The ship passed through the Cape Cod Canal on its way to the former whaling port of New Bedford, Massachusetts and then to Providence, Rhode Island. In 1928, during the fund-raising drive for restoring the Constitution, the federal government purchased the Cape Cod Canal from its private owners. At the time of Old Ironsides passage through that canal, the U. S. Army Corps of Engineers had barely started the improvements that make the, then primitive, canal what it is today.
From November 7 to 18, early in its National Cruise, the USS Constitution was visiting the Navy Yard in Washington, D. C. On the anniversary of the end of World War I, not then an official holiday in the United States, President Herbert Hoover visited Old Ironsides.

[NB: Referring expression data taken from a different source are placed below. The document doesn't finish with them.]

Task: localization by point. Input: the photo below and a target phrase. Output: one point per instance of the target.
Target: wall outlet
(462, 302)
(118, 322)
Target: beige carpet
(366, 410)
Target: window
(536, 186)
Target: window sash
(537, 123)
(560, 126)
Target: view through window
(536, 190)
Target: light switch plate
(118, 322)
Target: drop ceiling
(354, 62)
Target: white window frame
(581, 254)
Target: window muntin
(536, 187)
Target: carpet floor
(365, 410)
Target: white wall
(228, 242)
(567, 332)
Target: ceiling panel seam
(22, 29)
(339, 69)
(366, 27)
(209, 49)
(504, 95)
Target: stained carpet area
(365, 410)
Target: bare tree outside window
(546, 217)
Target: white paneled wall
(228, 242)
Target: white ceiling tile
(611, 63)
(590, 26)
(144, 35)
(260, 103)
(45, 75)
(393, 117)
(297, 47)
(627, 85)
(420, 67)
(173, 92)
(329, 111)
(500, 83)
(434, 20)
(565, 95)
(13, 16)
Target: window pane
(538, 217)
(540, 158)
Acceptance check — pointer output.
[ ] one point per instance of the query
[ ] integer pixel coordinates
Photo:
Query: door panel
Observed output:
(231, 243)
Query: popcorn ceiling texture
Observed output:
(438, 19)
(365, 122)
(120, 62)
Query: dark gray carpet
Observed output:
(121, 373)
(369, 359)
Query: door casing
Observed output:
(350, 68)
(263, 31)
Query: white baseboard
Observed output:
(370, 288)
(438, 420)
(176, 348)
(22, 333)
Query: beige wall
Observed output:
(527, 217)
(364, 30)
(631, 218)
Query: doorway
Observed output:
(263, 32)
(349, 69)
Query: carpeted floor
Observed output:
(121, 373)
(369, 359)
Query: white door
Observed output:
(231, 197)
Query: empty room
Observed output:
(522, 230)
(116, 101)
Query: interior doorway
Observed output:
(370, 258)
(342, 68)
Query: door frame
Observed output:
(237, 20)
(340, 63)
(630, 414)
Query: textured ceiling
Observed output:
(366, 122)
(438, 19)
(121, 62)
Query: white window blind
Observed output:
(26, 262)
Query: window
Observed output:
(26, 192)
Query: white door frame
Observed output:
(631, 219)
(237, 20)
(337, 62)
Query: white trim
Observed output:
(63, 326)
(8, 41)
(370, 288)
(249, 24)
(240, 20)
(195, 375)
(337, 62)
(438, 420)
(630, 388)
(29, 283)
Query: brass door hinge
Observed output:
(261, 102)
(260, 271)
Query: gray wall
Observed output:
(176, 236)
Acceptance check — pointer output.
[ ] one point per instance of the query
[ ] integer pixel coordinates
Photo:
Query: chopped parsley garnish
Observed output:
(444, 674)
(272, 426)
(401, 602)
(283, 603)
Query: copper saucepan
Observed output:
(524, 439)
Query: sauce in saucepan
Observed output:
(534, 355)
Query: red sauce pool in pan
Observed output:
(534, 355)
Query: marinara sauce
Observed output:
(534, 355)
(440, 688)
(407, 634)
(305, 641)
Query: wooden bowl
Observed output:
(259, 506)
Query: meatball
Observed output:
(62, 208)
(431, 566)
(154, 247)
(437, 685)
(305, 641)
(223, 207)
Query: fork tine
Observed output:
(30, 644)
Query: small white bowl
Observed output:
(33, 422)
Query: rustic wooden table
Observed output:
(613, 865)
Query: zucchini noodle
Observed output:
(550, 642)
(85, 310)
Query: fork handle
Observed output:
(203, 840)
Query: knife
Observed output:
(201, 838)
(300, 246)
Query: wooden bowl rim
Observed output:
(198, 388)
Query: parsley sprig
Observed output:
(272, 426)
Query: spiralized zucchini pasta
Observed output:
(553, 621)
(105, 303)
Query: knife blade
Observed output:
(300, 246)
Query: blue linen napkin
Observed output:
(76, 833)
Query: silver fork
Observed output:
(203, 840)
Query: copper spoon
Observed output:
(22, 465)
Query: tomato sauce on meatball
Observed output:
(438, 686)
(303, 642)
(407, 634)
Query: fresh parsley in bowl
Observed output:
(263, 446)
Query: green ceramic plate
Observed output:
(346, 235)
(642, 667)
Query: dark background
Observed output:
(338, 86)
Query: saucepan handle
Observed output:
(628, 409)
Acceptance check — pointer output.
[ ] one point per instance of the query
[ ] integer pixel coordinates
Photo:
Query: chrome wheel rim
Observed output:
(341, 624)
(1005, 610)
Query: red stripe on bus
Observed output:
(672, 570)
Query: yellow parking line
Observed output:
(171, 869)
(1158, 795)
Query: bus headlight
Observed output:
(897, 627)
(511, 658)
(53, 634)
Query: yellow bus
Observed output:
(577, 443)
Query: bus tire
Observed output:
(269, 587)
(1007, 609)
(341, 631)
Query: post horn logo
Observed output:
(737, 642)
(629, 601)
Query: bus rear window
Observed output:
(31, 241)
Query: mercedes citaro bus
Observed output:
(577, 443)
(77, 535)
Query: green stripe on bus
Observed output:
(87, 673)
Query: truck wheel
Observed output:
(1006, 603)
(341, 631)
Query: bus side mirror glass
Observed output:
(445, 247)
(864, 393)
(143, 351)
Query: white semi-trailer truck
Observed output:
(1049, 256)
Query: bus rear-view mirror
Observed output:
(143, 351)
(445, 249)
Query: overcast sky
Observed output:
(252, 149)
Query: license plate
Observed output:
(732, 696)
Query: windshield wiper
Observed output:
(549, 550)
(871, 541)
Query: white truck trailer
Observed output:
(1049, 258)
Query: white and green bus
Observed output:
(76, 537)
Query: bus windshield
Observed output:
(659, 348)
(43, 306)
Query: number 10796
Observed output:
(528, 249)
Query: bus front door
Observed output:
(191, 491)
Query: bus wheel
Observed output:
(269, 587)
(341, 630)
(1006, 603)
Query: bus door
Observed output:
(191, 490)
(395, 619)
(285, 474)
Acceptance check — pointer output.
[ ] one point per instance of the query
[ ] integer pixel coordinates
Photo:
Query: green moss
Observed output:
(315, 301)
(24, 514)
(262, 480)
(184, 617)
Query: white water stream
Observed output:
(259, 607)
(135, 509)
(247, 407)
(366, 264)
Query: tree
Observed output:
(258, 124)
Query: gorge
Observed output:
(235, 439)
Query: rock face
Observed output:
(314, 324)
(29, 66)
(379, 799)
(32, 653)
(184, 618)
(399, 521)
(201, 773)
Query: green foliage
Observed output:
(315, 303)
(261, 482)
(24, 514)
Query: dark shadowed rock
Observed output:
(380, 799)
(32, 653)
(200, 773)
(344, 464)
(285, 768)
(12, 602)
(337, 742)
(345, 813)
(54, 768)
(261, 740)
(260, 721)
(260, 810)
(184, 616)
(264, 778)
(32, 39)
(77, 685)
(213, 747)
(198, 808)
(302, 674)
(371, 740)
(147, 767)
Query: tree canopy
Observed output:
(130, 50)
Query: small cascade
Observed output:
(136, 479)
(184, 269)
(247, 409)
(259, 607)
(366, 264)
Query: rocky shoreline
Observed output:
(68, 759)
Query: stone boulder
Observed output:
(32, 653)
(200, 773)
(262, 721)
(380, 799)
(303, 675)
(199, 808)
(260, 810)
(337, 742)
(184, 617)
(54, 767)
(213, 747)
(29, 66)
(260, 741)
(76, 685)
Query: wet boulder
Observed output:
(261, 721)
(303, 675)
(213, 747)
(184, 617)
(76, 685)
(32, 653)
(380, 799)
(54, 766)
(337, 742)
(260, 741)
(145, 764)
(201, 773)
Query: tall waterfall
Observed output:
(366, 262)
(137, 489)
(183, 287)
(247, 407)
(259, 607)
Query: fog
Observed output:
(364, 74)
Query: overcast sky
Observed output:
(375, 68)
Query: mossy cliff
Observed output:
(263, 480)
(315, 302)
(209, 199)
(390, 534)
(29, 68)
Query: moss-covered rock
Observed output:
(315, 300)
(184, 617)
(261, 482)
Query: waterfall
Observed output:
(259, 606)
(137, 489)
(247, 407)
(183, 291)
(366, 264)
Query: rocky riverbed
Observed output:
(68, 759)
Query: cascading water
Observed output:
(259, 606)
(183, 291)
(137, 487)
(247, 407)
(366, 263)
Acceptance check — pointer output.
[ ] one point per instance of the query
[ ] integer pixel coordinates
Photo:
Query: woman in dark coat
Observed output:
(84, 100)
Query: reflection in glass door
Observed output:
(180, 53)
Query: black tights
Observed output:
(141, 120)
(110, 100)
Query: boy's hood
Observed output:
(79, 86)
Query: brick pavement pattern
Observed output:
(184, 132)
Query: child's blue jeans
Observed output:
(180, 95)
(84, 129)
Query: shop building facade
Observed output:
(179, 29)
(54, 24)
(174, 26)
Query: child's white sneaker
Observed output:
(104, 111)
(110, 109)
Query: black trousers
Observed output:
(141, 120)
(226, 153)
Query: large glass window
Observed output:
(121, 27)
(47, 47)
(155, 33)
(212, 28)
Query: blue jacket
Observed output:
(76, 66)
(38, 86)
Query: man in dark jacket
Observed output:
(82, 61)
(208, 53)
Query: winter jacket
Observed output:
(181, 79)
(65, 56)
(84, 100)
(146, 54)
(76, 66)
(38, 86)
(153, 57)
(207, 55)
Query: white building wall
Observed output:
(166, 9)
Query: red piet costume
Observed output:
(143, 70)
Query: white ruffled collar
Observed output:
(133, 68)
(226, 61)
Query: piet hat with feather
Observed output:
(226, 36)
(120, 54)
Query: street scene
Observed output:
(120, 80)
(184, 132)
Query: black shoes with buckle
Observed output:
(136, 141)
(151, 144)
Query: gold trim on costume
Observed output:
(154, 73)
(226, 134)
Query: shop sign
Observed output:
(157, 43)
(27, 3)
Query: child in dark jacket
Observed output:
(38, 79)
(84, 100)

Crewed by a rotating contingent of six officers, sixty sailors, and fifteen Marines Old Ironsides worked its way south to Miami and Key West, Florida. While in Key West, it celebrated the end of 1931 and the start of the New Year, 1932.
During its travels in the Gulf of Mexico, it visited ports in Florida, Alabama, Mississippi, Louisiana and Texas and then reversed its direction and visited more ports of call on the Gulf Coast before returning to the Washington D. C, area.
The USS Constitution remained in Washington, D. C., from May 1932 to early December of that year when it resumed its National Cruise.
Its first port of call was Guantanamo Bay, Cuba. It next visited Cristobal and Balboa, Panama as it passed through the Panama Canal. While visiting Balboa, Panama, the crew said goodbye to the old year 1932 and ushered in the New Year 1933.
From Panama, Old Ironsides sailed north to visit ports on the west coast of the United States as far north as Gray's Harbor, in Washington State and then reversed its course to visit or revisit ports as it travelled south.
When the USS Constitution arrived in San Diego on November 3, 1933 it wintered over until March 20, 1934.
The USS Constitution revisited Balboa and Cristobal in Panama as the USS Grebe towed it through the Panama Canal back to the familiar Atlantic Ocean.
Two multi-day stops at Saint Petersburg, Florida and Charleston, South Carolina highlighted the final leg of the three-year cruise. On May 7, 1934, Old Ironsides and its towing ship, the USS Grebe, arrived back home in Boston.
Upon completion of its National Cruise, the deck of the USS Constitution needed refurbishing because more than four million visitors had walked on it during the three-year National Cruise.
Old Ironsides is still on active duty and is berthed at the former Charlestown Navy Yard. It serves as a museum ship with a crew of U. S. Navy personnel. Tours of the ship are readily available. Nearby, the National Park Service maintains the USS Constitution Museum.